Na semana seguinte, dada a gravidade do problema, os médicos resolveram amputar a minha outra perna. Resignidado, sofrendo calado, não conseguia sequer me lembrar da fisionomia do meu algoz. As semanas que se passaram foram as piores da minha vida. Dado ao meu estado de fragilidade fisiológica, cada infecção que tinha, era como se fosse uma grande batalha que teria que travar pela vida.
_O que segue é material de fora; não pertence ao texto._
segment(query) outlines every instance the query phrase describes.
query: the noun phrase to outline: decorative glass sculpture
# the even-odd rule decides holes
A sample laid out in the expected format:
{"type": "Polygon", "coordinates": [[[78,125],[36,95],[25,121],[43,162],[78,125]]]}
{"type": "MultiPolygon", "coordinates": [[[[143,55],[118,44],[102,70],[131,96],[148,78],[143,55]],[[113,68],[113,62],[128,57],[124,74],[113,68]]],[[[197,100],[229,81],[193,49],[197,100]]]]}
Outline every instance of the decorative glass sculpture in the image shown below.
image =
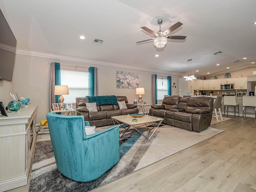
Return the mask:
{"type": "Polygon", "coordinates": [[[12,101],[7,105],[8,109],[13,112],[18,111],[21,107],[21,104],[18,101],[12,101]]]}

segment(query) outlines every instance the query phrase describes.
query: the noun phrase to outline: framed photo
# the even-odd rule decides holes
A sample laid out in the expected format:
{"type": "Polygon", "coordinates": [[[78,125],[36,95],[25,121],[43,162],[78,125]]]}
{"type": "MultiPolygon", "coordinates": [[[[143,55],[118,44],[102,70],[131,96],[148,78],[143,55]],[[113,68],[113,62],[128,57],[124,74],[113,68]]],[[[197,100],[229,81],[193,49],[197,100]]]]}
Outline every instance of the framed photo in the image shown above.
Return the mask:
{"type": "Polygon", "coordinates": [[[52,110],[55,111],[55,110],[59,110],[59,106],[58,103],[53,103],[52,104],[52,110]]]}
{"type": "Polygon", "coordinates": [[[18,100],[19,101],[21,101],[21,99],[20,98],[20,95],[19,95],[19,94],[18,93],[16,93],[16,95],[17,96],[17,97],[18,98],[18,100]]]}
{"type": "Polygon", "coordinates": [[[4,103],[2,101],[0,101],[0,112],[1,112],[2,115],[8,116],[7,112],[6,112],[6,110],[4,107],[4,103]]]}
{"type": "Polygon", "coordinates": [[[72,109],[72,104],[68,103],[67,104],[67,109],[72,109]]]}

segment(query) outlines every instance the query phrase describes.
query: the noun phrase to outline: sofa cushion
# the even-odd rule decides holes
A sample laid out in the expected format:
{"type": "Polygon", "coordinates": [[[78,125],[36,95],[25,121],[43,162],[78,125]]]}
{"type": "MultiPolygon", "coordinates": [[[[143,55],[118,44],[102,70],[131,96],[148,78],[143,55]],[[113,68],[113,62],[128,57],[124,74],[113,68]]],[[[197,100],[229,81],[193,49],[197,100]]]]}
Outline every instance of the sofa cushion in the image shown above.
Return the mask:
{"type": "Polygon", "coordinates": [[[192,113],[180,112],[175,112],[174,118],[175,120],[191,123],[192,122],[192,115],[193,114],[192,113]]]}
{"type": "Polygon", "coordinates": [[[169,96],[164,98],[162,105],[164,106],[164,109],[169,110],[174,107],[177,107],[180,97],[169,96]]]}
{"type": "Polygon", "coordinates": [[[117,103],[118,104],[118,106],[119,106],[119,109],[127,109],[127,106],[126,106],[126,104],[125,104],[125,101],[118,101],[117,103]]]}
{"type": "Polygon", "coordinates": [[[97,107],[99,108],[99,111],[107,111],[109,110],[114,110],[115,108],[114,107],[114,105],[98,105],[97,107]]]}
{"type": "MultiPolygon", "coordinates": [[[[99,120],[107,118],[107,112],[106,111],[98,111],[89,113],[89,119],[91,120],[99,120]]],[[[92,124],[90,122],[90,124],[92,124]]]]}
{"type": "Polygon", "coordinates": [[[174,113],[175,111],[166,111],[165,114],[165,117],[171,119],[174,118],[174,113]]]}
{"type": "Polygon", "coordinates": [[[85,103],[85,105],[86,105],[86,108],[89,112],[97,112],[98,111],[96,103],[85,103]]]}
{"type": "Polygon", "coordinates": [[[136,113],[135,109],[134,108],[120,109],[120,110],[122,112],[122,115],[128,115],[128,114],[134,114],[136,113]]]}
{"type": "Polygon", "coordinates": [[[153,116],[156,116],[160,117],[165,117],[165,110],[161,109],[155,109],[153,112],[153,116]]]}
{"type": "Polygon", "coordinates": [[[85,126],[84,129],[85,130],[85,134],[86,135],[92,135],[96,133],[96,127],[95,126],[85,126]]]}
{"type": "Polygon", "coordinates": [[[107,118],[111,118],[112,116],[118,116],[122,115],[122,111],[118,109],[117,110],[110,110],[110,111],[106,111],[107,113],[107,118]]]}
{"type": "Polygon", "coordinates": [[[196,109],[208,109],[212,110],[213,98],[207,97],[190,97],[185,111],[192,113],[196,109]]]}

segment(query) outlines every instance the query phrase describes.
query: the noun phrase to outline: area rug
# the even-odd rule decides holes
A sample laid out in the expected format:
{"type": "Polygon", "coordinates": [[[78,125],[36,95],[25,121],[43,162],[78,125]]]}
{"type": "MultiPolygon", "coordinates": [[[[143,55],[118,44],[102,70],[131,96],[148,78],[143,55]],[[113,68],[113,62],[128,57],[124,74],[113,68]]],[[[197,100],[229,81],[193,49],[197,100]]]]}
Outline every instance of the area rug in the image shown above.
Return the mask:
{"type": "MultiPolygon", "coordinates": [[[[98,130],[106,128],[100,128],[98,130]]],[[[140,130],[144,131],[143,128],[140,130]]],[[[120,134],[124,131],[120,129],[120,134]]],[[[208,128],[200,133],[162,124],[150,140],[120,140],[120,161],[98,179],[90,182],[71,180],[56,166],[50,135],[38,136],[30,192],[86,192],[100,187],[202,142],[224,131],[208,128]]],[[[135,130],[126,136],[144,138],[135,130]]]]}

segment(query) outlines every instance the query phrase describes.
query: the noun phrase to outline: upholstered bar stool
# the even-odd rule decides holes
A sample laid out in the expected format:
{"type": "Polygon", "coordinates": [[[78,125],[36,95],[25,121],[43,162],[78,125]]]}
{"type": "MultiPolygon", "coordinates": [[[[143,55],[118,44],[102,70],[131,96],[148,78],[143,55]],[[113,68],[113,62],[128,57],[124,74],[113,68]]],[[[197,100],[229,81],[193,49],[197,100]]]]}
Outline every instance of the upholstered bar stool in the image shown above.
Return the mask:
{"type": "Polygon", "coordinates": [[[255,119],[256,119],[256,96],[243,96],[243,117],[244,114],[246,117],[246,114],[254,114],[254,113],[246,112],[246,107],[254,107],[255,109],[255,119]]]}
{"type": "Polygon", "coordinates": [[[228,115],[228,112],[234,113],[236,116],[236,107],[238,106],[238,116],[239,116],[239,103],[236,102],[236,96],[224,96],[224,114],[226,112],[226,106],[227,106],[227,115],[228,115]],[[234,108],[234,111],[230,111],[228,110],[228,106],[233,106],[234,108]]]}
{"type": "Polygon", "coordinates": [[[213,108],[214,110],[215,114],[214,115],[213,114],[212,116],[216,117],[216,120],[217,120],[217,121],[219,121],[219,119],[218,118],[218,116],[219,115],[218,114],[218,111],[217,111],[217,109],[218,110],[219,113],[220,113],[219,116],[220,117],[220,119],[222,121],[223,120],[222,114],[221,114],[221,101],[222,101],[222,96],[217,96],[215,99],[215,101],[214,101],[214,103],[213,104],[213,108]]]}

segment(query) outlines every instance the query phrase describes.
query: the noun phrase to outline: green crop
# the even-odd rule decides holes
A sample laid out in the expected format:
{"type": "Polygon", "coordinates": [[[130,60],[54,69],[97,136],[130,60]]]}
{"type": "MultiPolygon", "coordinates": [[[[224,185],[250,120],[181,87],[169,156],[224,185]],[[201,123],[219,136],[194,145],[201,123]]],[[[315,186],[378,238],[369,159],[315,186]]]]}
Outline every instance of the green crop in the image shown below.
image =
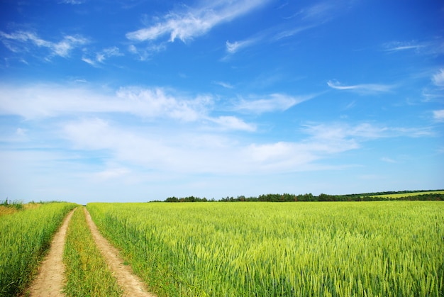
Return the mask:
{"type": "Polygon", "coordinates": [[[74,203],[52,203],[0,216],[0,296],[22,291],[74,203]]]}
{"type": "Polygon", "coordinates": [[[439,201],[89,203],[159,296],[439,296],[439,201]]]}

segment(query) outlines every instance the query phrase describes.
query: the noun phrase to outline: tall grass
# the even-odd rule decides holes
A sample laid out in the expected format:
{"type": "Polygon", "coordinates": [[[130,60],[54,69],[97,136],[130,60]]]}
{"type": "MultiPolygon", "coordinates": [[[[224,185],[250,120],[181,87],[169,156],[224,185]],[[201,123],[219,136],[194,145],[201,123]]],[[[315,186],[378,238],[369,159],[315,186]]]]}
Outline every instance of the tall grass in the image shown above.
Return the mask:
{"type": "Polygon", "coordinates": [[[112,275],[91,234],[83,206],[72,215],[67,232],[63,254],[68,296],[120,296],[116,278],[112,275]]]}
{"type": "Polygon", "coordinates": [[[0,296],[30,283],[52,235],[74,203],[54,203],[0,216],[0,296]]]}
{"type": "Polygon", "coordinates": [[[159,296],[439,296],[444,203],[89,203],[159,296]]]}

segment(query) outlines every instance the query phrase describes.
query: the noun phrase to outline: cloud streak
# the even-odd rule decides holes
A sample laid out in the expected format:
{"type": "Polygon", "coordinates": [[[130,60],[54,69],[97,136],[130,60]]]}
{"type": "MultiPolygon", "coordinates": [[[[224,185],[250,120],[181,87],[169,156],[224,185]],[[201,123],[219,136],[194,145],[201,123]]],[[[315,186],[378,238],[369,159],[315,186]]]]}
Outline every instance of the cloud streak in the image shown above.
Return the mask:
{"type": "Polygon", "coordinates": [[[30,31],[16,31],[12,33],[0,31],[0,38],[4,45],[14,52],[30,51],[28,47],[30,45],[48,49],[50,56],[65,58],[70,57],[72,50],[88,43],[88,40],[82,35],[65,35],[60,41],[53,43],[42,39],[30,31]]]}
{"type": "Polygon", "coordinates": [[[340,91],[352,91],[360,94],[385,93],[392,91],[394,86],[379,84],[362,84],[345,86],[337,81],[328,81],[327,85],[332,89],[340,91]]]}
{"type": "Polygon", "coordinates": [[[267,112],[284,111],[314,97],[315,95],[292,96],[283,94],[272,94],[260,99],[242,99],[235,104],[234,109],[241,112],[257,114],[267,112]]]}
{"type": "Polygon", "coordinates": [[[177,38],[183,42],[206,33],[220,23],[232,21],[255,9],[268,0],[219,0],[206,5],[187,9],[186,11],[170,13],[163,20],[151,26],[129,32],[126,38],[140,42],[155,40],[169,35],[168,41],[177,38]]]}

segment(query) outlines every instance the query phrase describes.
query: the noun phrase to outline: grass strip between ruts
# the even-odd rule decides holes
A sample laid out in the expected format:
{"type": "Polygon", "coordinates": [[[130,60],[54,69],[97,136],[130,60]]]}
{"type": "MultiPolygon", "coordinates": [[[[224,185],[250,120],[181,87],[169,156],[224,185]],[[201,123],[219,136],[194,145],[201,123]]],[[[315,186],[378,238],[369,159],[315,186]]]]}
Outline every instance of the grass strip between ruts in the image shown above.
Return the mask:
{"type": "Polygon", "coordinates": [[[70,222],[63,254],[68,296],[120,296],[122,290],[94,242],[79,207],[70,222]]]}

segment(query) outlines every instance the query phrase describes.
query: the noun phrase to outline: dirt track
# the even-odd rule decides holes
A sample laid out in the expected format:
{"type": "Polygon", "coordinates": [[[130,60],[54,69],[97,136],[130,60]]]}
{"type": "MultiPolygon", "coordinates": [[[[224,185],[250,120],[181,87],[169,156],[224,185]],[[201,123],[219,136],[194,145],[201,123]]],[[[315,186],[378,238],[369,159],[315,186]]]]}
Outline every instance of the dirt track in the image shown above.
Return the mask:
{"type": "MultiPolygon", "coordinates": [[[[145,284],[135,276],[130,266],[124,265],[123,260],[118,255],[118,251],[112,246],[99,232],[97,227],[91,219],[86,208],[83,208],[87,222],[92,233],[97,247],[105,258],[117,279],[119,286],[123,290],[124,296],[155,297],[147,293],[145,284]]],[[[29,288],[31,297],[63,297],[62,292],[65,285],[65,265],[63,264],[63,250],[68,223],[74,211],[65,219],[62,227],[55,235],[51,248],[39,267],[38,276],[29,288]]]]}
{"type": "Polygon", "coordinates": [[[147,293],[144,284],[135,276],[131,267],[123,264],[123,260],[118,255],[118,250],[111,245],[99,232],[97,227],[91,219],[91,215],[86,208],[84,208],[87,222],[92,232],[92,237],[97,247],[103,254],[105,260],[114,273],[117,283],[123,289],[125,296],[155,297],[147,293]]]}
{"type": "Polygon", "coordinates": [[[50,252],[45,257],[38,269],[38,274],[29,291],[31,296],[64,296],[62,293],[65,284],[65,265],[63,250],[65,238],[74,211],[72,211],[63,221],[60,229],[55,233],[50,252]]]}

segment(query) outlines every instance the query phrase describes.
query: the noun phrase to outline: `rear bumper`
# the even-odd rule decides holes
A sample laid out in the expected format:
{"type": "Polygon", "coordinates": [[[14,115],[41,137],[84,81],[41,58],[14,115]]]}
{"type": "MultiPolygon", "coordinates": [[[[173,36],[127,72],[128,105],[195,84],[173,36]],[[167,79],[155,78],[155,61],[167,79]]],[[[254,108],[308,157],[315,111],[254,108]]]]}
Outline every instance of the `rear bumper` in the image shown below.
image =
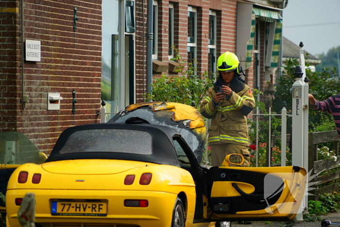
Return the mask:
{"type": "Polygon", "coordinates": [[[8,190],[6,202],[9,226],[21,227],[17,218],[20,207],[15,205],[15,199],[23,198],[29,192],[35,195],[35,223],[41,223],[43,226],[54,223],[56,227],[64,225],[63,223],[69,223],[72,226],[77,226],[78,223],[80,227],[82,224],[86,224],[86,226],[100,226],[104,223],[109,224],[110,226],[115,224],[117,226],[123,224],[140,227],[170,227],[172,210],[177,196],[168,192],[136,191],[8,190]],[[51,202],[57,199],[106,200],[108,201],[107,215],[104,217],[52,216],[51,202]],[[147,200],[149,206],[147,208],[126,207],[124,206],[125,199],[147,200]],[[102,224],[97,225],[100,223],[102,224]]]}

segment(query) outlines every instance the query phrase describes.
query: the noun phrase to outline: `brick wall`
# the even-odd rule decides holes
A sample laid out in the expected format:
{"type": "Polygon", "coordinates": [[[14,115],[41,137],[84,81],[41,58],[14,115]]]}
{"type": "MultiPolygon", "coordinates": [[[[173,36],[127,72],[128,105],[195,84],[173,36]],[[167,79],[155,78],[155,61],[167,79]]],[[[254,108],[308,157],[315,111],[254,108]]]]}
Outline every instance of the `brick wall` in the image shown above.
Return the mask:
{"type": "Polygon", "coordinates": [[[18,10],[15,0],[0,1],[0,132],[17,129],[18,10]]]}
{"type": "MultiPolygon", "coordinates": [[[[19,8],[19,1],[9,2],[19,8]]],[[[99,122],[97,112],[101,107],[102,0],[25,0],[24,8],[24,38],[41,41],[41,60],[24,62],[24,94],[29,95],[30,100],[23,110],[20,105],[20,14],[7,15],[8,18],[15,18],[15,27],[9,26],[12,21],[8,19],[2,19],[1,25],[13,27],[15,31],[8,35],[10,37],[6,40],[13,44],[12,46],[8,44],[10,49],[6,51],[12,53],[9,54],[13,58],[11,62],[16,63],[14,68],[2,70],[0,74],[1,95],[5,96],[7,103],[16,103],[16,106],[1,105],[1,113],[6,114],[0,129],[24,133],[41,151],[49,154],[66,128],[99,122]],[[75,32],[75,6],[79,18],[75,32]],[[4,84],[4,81],[10,84],[4,84]],[[3,92],[4,89],[7,90],[3,92]],[[73,89],[77,102],[75,114],[72,111],[73,89]],[[47,110],[48,93],[60,93],[63,99],[60,110],[47,110]],[[12,109],[16,112],[13,113],[12,109]],[[15,116],[13,123],[4,124],[12,115],[15,116]]],[[[3,14],[0,16],[4,17],[3,14]]],[[[6,64],[12,67],[12,64],[6,64]]]]}
{"type": "MultiPolygon", "coordinates": [[[[142,46],[142,40],[146,40],[147,3],[143,4],[137,1],[136,3],[136,100],[143,101],[142,94],[146,91],[146,47],[142,46]],[[140,23],[139,21],[143,21],[140,23]],[[144,27],[143,27],[144,26],[144,27]],[[143,67],[144,64],[144,67],[143,67]],[[143,78],[144,79],[143,80],[143,78]]],[[[198,74],[208,70],[208,44],[209,34],[209,10],[216,11],[217,20],[217,55],[230,51],[235,52],[236,48],[237,5],[236,0],[174,0],[174,43],[183,59],[187,57],[187,10],[188,5],[195,7],[197,15],[197,61],[198,74]]],[[[167,62],[169,26],[169,0],[158,0],[158,60],[167,62]]],[[[164,72],[167,75],[175,73],[164,72]]],[[[153,72],[153,76],[162,73],[153,72]]]]}

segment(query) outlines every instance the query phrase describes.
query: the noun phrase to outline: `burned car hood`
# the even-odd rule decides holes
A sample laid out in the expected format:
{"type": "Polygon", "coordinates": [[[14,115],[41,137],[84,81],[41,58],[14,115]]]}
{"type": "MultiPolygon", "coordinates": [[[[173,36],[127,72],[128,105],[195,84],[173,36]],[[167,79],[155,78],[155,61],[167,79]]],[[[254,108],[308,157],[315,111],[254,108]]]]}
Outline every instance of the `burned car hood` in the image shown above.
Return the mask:
{"type": "Polygon", "coordinates": [[[191,148],[199,162],[204,150],[205,126],[194,107],[176,103],[150,102],[133,104],[111,118],[108,123],[123,123],[138,117],[153,124],[167,126],[178,131],[191,148]]]}

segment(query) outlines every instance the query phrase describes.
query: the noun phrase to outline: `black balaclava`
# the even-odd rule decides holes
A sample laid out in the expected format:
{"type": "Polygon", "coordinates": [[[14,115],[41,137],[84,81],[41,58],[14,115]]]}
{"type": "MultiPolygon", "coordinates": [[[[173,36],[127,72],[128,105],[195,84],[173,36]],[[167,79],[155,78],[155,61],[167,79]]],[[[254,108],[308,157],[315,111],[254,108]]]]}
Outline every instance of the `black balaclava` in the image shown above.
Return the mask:
{"type": "MultiPolygon", "coordinates": [[[[236,93],[239,92],[242,90],[244,88],[244,80],[243,80],[241,75],[238,74],[235,71],[235,74],[233,79],[230,81],[230,84],[229,84],[229,87],[231,88],[231,90],[236,93]]],[[[224,82],[224,80],[222,77],[222,75],[221,74],[219,75],[219,77],[216,80],[216,82],[214,83],[214,89],[215,91],[217,90],[217,86],[222,86],[222,85],[227,86],[226,84],[224,82]]]]}

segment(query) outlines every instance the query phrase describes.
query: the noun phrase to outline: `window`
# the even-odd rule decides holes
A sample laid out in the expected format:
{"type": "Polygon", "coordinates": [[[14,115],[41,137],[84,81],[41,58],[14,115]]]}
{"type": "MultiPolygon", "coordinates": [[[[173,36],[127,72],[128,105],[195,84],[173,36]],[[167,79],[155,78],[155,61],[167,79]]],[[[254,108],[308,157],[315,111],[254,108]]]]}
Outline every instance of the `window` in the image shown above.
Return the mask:
{"type": "Polygon", "coordinates": [[[196,34],[196,10],[188,7],[187,12],[187,42],[195,43],[196,34]]]}
{"type": "Polygon", "coordinates": [[[125,1],[125,32],[134,33],[135,13],[134,10],[134,2],[125,1]]]}
{"type": "Polygon", "coordinates": [[[83,130],[71,135],[60,154],[119,152],[151,155],[152,137],[147,132],[123,129],[83,130]]]}
{"type": "Polygon", "coordinates": [[[213,80],[216,72],[216,12],[209,11],[209,53],[208,54],[208,75],[213,80]]]}
{"type": "Polygon", "coordinates": [[[208,53],[208,76],[211,80],[216,77],[216,50],[209,48],[208,53]]]}
{"type": "Polygon", "coordinates": [[[157,59],[158,58],[158,3],[157,1],[153,0],[153,59],[157,59]]]}
{"type": "MultiPolygon", "coordinates": [[[[196,47],[187,47],[187,63],[192,63],[194,59],[196,59],[196,47]]],[[[195,64],[195,63],[194,63],[195,64]]]]}
{"type": "Polygon", "coordinates": [[[180,163],[190,164],[189,158],[188,158],[183,148],[182,147],[177,140],[179,139],[178,138],[173,138],[173,144],[175,145],[175,149],[176,150],[176,153],[177,154],[180,163]]]}
{"type": "Polygon", "coordinates": [[[173,49],[171,46],[174,45],[173,42],[173,4],[169,4],[169,60],[173,58],[173,49]]]}
{"type": "Polygon", "coordinates": [[[209,15],[209,44],[216,45],[216,13],[211,11],[209,15]]]}

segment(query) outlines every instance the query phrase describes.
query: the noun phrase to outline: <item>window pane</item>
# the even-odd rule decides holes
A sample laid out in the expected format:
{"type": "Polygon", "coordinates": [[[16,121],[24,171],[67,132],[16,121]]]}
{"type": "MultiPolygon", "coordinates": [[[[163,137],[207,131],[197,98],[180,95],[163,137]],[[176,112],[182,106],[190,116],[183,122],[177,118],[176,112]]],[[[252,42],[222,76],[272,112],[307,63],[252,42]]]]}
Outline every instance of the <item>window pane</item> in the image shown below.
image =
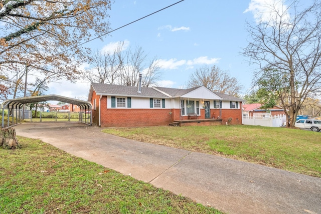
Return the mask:
{"type": "Polygon", "coordinates": [[[126,99],[125,98],[117,98],[117,107],[126,107],[126,99]]]}
{"type": "Polygon", "coordinates": [[[236,108],[235,102],[232,102],[232,108],[236,108]]]}
{"type": "Polygon", "coordinates": [[[154,99],[154,108],[160,108],[160,100],[154,99]]]}
{"type": "Polygon", "coordinates": [[[194,100],[186,101],[186,113],[188,114],[195,114],[194,110],[194,100]]]}
{"type": "Polygon", "coordinates": [[[184,100],[181,100],[181,114],[182,115],[185,114],[185,108],[184,108],[184,100]]]}

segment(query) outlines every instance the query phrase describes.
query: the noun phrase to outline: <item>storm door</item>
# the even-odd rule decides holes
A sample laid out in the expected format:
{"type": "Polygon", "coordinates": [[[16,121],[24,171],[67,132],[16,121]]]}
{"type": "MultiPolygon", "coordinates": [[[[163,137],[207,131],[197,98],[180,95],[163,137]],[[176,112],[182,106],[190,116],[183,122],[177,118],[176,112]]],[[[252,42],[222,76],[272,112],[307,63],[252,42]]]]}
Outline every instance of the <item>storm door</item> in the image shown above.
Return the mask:
{"type": "Polygon", "coordinates": [[[210,102],[204,101],[204,106],[205,106],[205,118],[210,118],[211,117],[211,111],[210,110],[210,102]]]}

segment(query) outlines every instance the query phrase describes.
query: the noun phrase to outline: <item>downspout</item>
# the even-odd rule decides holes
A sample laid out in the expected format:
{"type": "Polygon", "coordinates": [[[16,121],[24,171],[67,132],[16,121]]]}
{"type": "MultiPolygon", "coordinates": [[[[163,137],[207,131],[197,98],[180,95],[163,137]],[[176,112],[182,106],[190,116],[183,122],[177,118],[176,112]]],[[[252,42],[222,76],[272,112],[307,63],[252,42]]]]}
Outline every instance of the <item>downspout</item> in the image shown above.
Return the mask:
{"type": "Polygon", "coordinates": [[[102,98],[102,96],[100,95],[100,98],[99,98],[99,127],[100,127],[100,100],[102,98]]]}
{"type": "Polygon", "coordinates": [[[5,128],[5,106],[2,106],[2,124],[1,124],[1,126],[2,128],[5,128]]]}

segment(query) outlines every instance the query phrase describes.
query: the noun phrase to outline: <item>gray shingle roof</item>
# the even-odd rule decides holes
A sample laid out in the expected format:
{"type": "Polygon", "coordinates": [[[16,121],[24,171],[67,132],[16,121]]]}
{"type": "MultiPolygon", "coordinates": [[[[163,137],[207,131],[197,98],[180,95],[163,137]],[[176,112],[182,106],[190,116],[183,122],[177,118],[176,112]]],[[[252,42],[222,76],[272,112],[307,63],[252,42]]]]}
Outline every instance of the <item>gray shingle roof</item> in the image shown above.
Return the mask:
{"type": "Polygon", "coordinates": [[[156,88],[158,90],[162,90],[162,92],[164,92],[165,93],[170,94],[172,96],[182,96],[184,94],[185,94],[200,87],[201,86],[200,86],[198,87],[195,87],[195,88],[188,88],[188,89],[172,88],[163,88],[163,87],[153,87],[153,88],[156,88]]]}
{"type": "MultiPolygon", "coordinates": [[[[200,86],[188,89],[172,88],[163,87],[153,87],[153,88],[141,87],[141,93],[138,93],[138,87],[134,86],[120,86],[93,82],[91,83],[91,86],[98,95],[114,95],[161,98],[168,98],[169,97],[166,94],[154,88],[172,96],[177,97],[183,96],[201,87],[201,86],[200,86]]],[[[223,100],[239,102],[244,101],[239,98],[225,94],[219,92],[214,92],[214,93],[221,98],[223,100]]],[[[89,94],[89,96],[90,96],[90,94],[89,94]]]]}
{"type": "Polygon", "coordinates": [[[91,85],[98,95],[118,95],[122,96],[147,96],[152,98],[168,98],[160,92],[151,88],[141,87],[141,93],[138,88],[134,86],[92,83],[91,85]]]}

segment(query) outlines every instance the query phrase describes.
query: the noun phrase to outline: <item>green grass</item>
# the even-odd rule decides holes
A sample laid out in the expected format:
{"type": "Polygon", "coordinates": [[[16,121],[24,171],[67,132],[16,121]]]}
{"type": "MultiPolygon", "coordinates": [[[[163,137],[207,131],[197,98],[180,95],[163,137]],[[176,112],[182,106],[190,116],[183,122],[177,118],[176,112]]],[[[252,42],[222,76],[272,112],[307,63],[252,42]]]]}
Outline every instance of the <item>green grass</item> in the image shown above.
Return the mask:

Não resisti. Entendo que Deus tinha outro propósito para mim. Usou minha vida, minha história e minha dor, para que pudesse lecionar a todos que por ai ficaram como a vida anda banalizada. Como as pessoas se tornaram insensíveis e como o descontrole tem tomado conta de todos. Mata-se por causa de um real, dívida de droga, uma discussão no trânsito. Muitos se esquecem, que a vida deve ser respeitada, que é preciso se esforçar para encontrar a Presença Divina, no menino que vende picolé, no senhor que se encontra embriagado, esquecido pela família e pelos governantes, na prostituta esquelética, enlouquecida pela crak a quem muitos reservam um sorriso de deboche. Deus se encontra presente em cada um desses seres e em outros mais, mas parece que a isso poucos compreendem.



A cada dia a humanidade tem perdido a capacidade de amar uns aos outros. As guerras, antes envolviam; nação contra nação, hoje, já fazem parte do universo familiar. Irmão mata irmão, marido mata esposa, filho mata pai e pai mata filho. As tragédias familiares ganham destaque na mídia ávida por fatos sensacionalistas.



Da pena, perceber que a cada dia que passa o homem se torna mais irracional, ao pautar as suas condutas pelo ódio e monstruosidade. Oxalá o mundo possa perceber que o Deus que é nosso pai e que tanto nos ama, está presente na simplicidade dos humildes e no sofrimento dos desafortunados. Que a sua benevolência reside na candura das crianças e na inocência dos justos e que esse mesmo Deus sofre em demasia com a barbárie das guerras da violência descambada e principalmente quando seus filhos se distanciam dos seus propósitos. Mas diante de tamanha desilusão ele nunca desiste. E às vezes usa exemplos como o meu, para tocar os corações empedrados daqueles que ainda insistem em ignorá-lo. 






PS *Esse texto é dedicado memória do filho de Dona Sebastiana, protagonista real da história que ousei contar, e a todos os meninos que vendem picolés por ai a fora.